The cycle was precise: first provocation by word, then strengthening by deeds, then sharp disturbance of the mind, then great wrath stirred in the soul. Dan warned against the two-fold trap: "A twofold mischief is wrath with lying; they assist one another in order to disturb the heart. And when the soul is continually disturbed, the Lord departs from it, and Beliar rules over it."

"Observe the commandments of the Lord," Dan commanded. "Keep His law. Depart from wrath and hate lying, that the Lord may dwell among you and Beliar may flee from you. Speak truth each one with his neighbor, so shall you not fall into wrath and confusion, but you shall be in peace, having the God of peace, so shall no war prevail over you. Love the Lord through all your life, and one another with a true heart."

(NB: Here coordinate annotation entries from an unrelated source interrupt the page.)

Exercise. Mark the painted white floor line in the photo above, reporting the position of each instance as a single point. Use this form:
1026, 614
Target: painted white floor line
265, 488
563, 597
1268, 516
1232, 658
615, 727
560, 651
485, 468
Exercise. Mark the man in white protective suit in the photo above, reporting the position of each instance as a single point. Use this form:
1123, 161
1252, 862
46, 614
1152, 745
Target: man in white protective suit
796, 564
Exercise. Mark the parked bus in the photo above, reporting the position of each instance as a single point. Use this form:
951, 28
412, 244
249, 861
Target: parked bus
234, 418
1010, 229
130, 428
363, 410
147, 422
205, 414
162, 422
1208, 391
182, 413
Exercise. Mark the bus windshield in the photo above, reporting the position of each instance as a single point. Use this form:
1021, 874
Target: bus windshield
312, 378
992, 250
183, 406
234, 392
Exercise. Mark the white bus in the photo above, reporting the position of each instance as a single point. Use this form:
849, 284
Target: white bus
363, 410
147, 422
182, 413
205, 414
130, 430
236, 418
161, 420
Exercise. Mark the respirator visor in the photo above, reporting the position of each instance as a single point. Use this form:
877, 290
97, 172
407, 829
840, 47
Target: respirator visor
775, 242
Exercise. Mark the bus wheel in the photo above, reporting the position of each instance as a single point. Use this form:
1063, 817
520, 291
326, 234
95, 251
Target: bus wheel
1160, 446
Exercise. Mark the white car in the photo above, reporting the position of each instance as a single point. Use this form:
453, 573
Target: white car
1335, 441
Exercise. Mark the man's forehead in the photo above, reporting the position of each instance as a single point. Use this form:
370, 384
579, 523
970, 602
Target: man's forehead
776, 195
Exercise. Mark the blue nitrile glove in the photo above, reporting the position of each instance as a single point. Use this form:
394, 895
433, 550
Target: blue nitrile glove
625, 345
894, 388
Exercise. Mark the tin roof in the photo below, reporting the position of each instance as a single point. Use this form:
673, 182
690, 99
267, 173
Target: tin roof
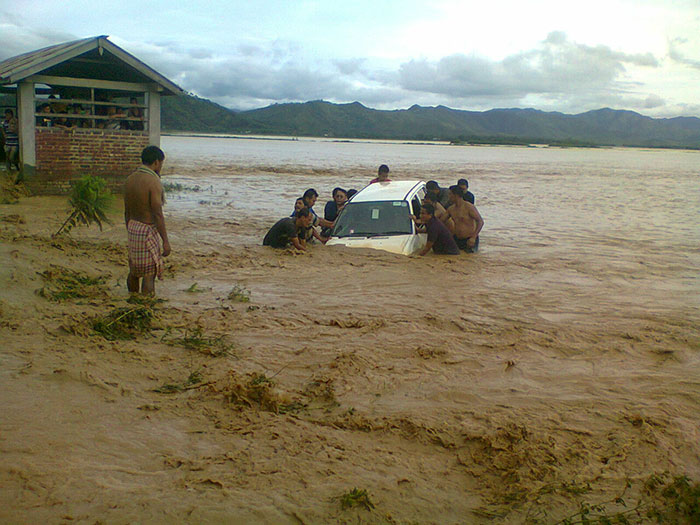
90, 58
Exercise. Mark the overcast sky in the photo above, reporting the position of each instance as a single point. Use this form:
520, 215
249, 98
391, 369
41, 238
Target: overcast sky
553, 55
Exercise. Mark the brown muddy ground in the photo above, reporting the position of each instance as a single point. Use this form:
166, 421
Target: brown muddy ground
503, 387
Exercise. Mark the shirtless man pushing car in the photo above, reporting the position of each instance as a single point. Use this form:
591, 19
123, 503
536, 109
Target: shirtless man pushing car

He foresaw that his sons would depart from the Lord and provoke Levi and fight against Judah, but they would not prevail, for an angel of the Lord would guide both tribes. Dan directed his sons to draw near to God and to the angel that intercedes for Israel, standing against the kingdom of the enemy. "The enemy is eager to destroy all who call upon the Lord," Dan said, "for he knows that on the day Israel repents, the kingdom of the enemy shall be brought to an end."

The angel of peace would strengthen Israel. The Lord would not depart from them, but would transform them into a nation that does His will.

"Keep yourselves from every evil work," Dan concluded. "Cast away wrath and all lying. Love truth and long-suffering." He kissed his sons and fell asleep at a good old age. They buried him and later carried his bones to rest near Abraham, Isaac, and Jacob.